Sunday, Sep 17, 2017
As a college student in 1967, “fifty years ago” meant 1917 and World War I, a time and event far from any direct connection with me. To young people today, 1967 must seem as distant and largely irrelevant.
Yet both years were profoundly important turning points in the life of this nation. 1917 marked the entry of the United States into World War I — perhaps the bloodiest, most pointless war in human history — and into a far more significant, militaristic global role.
While 1968 gets more attention from historians, 1967 saw important shifts in the nation’s politics that have shaped the world we live in today.
As the purveyors of public history, mass media reflections on 1967 typically emphasize popular culture and celebrities: Muhammed Ali stripped of his heavyweight title, the release of the Beatles’ “Sgt. Pepper,” the first rock festival at Monterey, the Summer of Love, the release of “The Graduate, etc.” These brief glimpses fail to convey the historical context that produced events like these.

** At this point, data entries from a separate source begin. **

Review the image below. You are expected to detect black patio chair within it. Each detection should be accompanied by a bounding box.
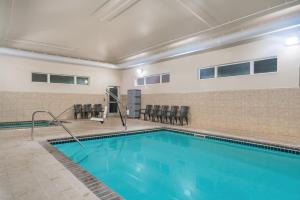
[151,105,161,122]
[93,104,102,118]
[157,105,169,123]
[178,106,189,125]
[82,104,92,119]
[168,106,179,125]
[140,105,152,121]
[74,104,82,119]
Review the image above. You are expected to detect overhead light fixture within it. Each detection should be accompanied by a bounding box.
[285,36,299,46]
[137,68,144,75]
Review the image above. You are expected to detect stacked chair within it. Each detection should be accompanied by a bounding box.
[151,105,161,121]
[140,104,189,125]
[73,104,104,119]
[93,104,102,118]
[74,104,82,119]
[140,105,153,121]
[157,105,169,123]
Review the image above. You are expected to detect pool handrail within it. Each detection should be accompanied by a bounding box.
[31,110,85,148]
[105,88,128,130]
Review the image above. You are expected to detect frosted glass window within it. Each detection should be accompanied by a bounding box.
[77,76,89,85]
[137,78,144,86]
[32,73,47,82]
[50,75,74,84]
[217,62,250,77]
[162,73,170,83]
[146,75,160,84]
[254,58,277,74]
[200,67,215,79]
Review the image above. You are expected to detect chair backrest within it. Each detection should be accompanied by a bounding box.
[74,104,82,113]
[153,105,160,114]
[93,104,102,112]
[170,106,179,116]
[83,104,92,112]
[179,106,189,117]
[145,105,153,114]
[161,105,169,114]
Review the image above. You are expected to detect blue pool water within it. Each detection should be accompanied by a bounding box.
[54,130,300,200]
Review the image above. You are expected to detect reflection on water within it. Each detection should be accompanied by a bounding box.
[55,130,300,200]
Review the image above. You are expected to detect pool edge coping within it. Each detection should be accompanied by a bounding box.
[40,141,124,200]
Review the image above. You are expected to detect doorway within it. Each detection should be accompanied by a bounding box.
[107,86,119,114]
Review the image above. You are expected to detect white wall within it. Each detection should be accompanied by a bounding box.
[0,55,121,94]
[121,37,300,94]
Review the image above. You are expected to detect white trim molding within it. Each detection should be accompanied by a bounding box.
[0,47,119,69]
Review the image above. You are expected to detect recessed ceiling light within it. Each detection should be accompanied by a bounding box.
[285,36,299,46]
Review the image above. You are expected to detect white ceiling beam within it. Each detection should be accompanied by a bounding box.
[0,47,119,69]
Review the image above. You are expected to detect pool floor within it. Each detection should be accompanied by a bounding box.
[54,130,300,200]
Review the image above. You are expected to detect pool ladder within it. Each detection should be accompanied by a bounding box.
[31,110,85,148]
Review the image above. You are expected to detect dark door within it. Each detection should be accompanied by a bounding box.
[108,86,119,113]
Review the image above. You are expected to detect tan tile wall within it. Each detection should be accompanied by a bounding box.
[0,91,105,122]
[123,88,300,141]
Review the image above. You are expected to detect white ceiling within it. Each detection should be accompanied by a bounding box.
[0,0,300,68]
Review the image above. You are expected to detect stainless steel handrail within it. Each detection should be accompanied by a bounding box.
[105,89,128,130]
[31,111,85,148]
[54,106,73,120]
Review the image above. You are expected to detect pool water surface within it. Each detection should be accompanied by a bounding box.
[54,130,300,200]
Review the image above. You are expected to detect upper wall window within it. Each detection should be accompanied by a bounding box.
[199,67,215,79]
[146,75,160,84]
[32,73,89,85]
[217,62,250,77]
[254,58,277,74]
[198,56,277,80]
[50,75,74,84]
[136,73,169,86]
[162,73,170,83]
[32,73,48,83]
[76,76,89,85]
[137,78,145,86]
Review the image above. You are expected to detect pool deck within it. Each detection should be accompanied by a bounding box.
[0,118,299,200]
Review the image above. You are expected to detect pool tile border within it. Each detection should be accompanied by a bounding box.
[40,141,123,200]
[163,127,300,155]
[48,127,300,155]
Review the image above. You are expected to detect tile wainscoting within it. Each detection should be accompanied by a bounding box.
[0,91,105,122]
[123,88,300,144]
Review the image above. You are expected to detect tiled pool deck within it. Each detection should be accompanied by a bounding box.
[0,118,299,200]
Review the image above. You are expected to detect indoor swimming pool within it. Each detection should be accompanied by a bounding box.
[53,129,300,200]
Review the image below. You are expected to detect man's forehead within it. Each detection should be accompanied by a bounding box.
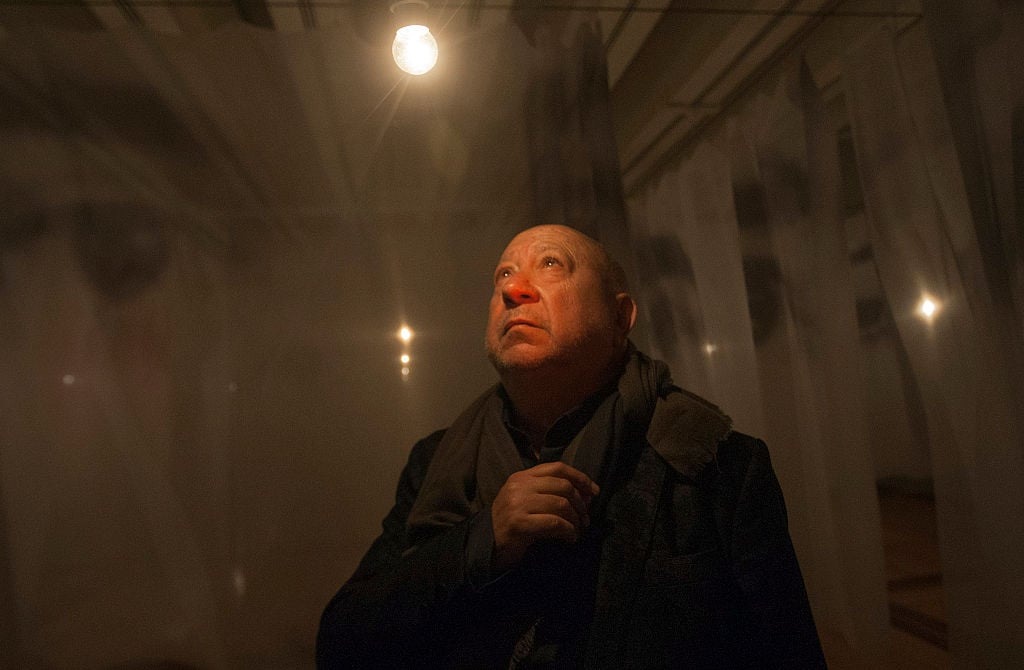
[502,226,593,257]
[504,239,569,256]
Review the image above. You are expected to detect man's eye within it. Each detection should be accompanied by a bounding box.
[543,257,562,267]
[497,268,512,280]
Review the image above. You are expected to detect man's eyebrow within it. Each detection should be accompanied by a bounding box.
[533,243,569,255]
[534,243,577,268]
[0,77,206,157]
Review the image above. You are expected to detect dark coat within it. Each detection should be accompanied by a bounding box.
[317,428,826,669]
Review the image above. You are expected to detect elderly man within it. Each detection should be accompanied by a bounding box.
[316,224,825,669]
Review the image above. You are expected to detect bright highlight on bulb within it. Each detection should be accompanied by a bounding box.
[916,294,941,323]
[398,326,413,342]
[392,24,438,75]
[400,354,410,364]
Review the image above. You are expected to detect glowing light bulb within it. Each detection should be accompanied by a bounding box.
[398,325,413,342]
[916,294,941,323]
[400,354,411,364]
[392,24,438,75]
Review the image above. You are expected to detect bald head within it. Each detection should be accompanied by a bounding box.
[485,224,637,394]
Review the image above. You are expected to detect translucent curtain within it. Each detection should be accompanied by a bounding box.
[627,168,715,399]
[626,58,890,661]
[754,60,890,657]
[844,21,1024,665]
[625,140,764,434]
[921,0,1024,363]
[0,29,244,669]
[0,16,619,667]
[674,143,766,436]
[615,5,1024,668]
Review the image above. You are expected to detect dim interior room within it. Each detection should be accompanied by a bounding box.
[0,1,1021,668]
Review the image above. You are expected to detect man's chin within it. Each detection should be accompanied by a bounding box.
[486,344,554,372]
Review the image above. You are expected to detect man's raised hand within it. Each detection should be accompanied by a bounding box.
[490,462,600,572]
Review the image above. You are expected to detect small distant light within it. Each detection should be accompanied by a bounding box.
[232,567,246,597]
[62,374,76,386]
[400,354,411,364]
[703,343,718,355]
[401,366,411,377]
[916,294,941,323]
[398,326,413,342]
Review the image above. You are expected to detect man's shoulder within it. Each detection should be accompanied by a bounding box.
[716,429,768,458]
[706,430,774,490]
[645,386,734,480]
[643,414,770,482]
[399,429,448,490]
[411,428,448,457]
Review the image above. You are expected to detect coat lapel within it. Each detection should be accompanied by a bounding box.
[581,388,730,667]
[583,446,666,668]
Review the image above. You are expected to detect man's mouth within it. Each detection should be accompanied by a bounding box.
[504,318,539,333]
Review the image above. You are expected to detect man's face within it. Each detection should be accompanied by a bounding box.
[485,225,628,374]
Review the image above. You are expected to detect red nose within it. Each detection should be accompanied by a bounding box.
[502,277,539,305]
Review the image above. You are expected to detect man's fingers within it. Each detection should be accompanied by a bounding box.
[491,463,603,570]
[524,476,591,522]
[506,506,581,543]
[522,461,600,497]
[506,463,600,529]
[523,492,585,528]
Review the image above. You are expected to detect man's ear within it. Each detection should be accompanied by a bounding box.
[615,293,638,335]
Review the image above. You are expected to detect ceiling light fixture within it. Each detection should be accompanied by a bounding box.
[390,0,438,76]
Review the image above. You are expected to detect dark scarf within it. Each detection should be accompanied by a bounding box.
[406,345,733,547]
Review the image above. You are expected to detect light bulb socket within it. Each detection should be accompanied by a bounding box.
[390,0,430,29]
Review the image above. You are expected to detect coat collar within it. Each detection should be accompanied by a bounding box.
[647,385,732,479]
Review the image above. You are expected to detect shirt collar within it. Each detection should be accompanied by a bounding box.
[498,382,617,463]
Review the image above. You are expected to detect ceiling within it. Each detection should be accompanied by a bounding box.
[0,0,922,195]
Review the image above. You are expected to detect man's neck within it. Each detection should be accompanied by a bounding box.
[499,350,626,440]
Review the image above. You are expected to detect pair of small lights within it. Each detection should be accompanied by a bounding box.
[391,1,438,76]
[398,325,414,378]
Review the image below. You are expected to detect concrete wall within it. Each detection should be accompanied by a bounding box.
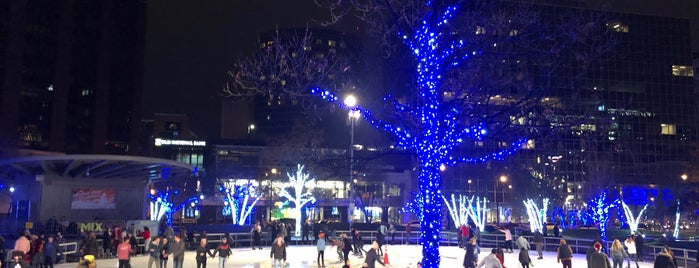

Yet two new films, Ken Burns’ “The Vietnam War” and Kathryn Bigelow’s “Detroit,” remind us that there are still conversations we need to have and lessons we need to learn from this past. Both films remind us of the roots of today’s Black Lives Matter movement and the never-ending American wars in Iraq and Afghanistan.
1967 marked the fourth consecutive “long, hot summer” of urban uprisings, epitomized by the decade’s two most destructive riots, in Newark and Detroit. While the national media had ignored inner-city life prior to the riots, the nation watched in horror as saturation coverage provided staggering footage of the cities burning, residents gleefully looting, and federal troops and National Guard crushing these urban rebellions.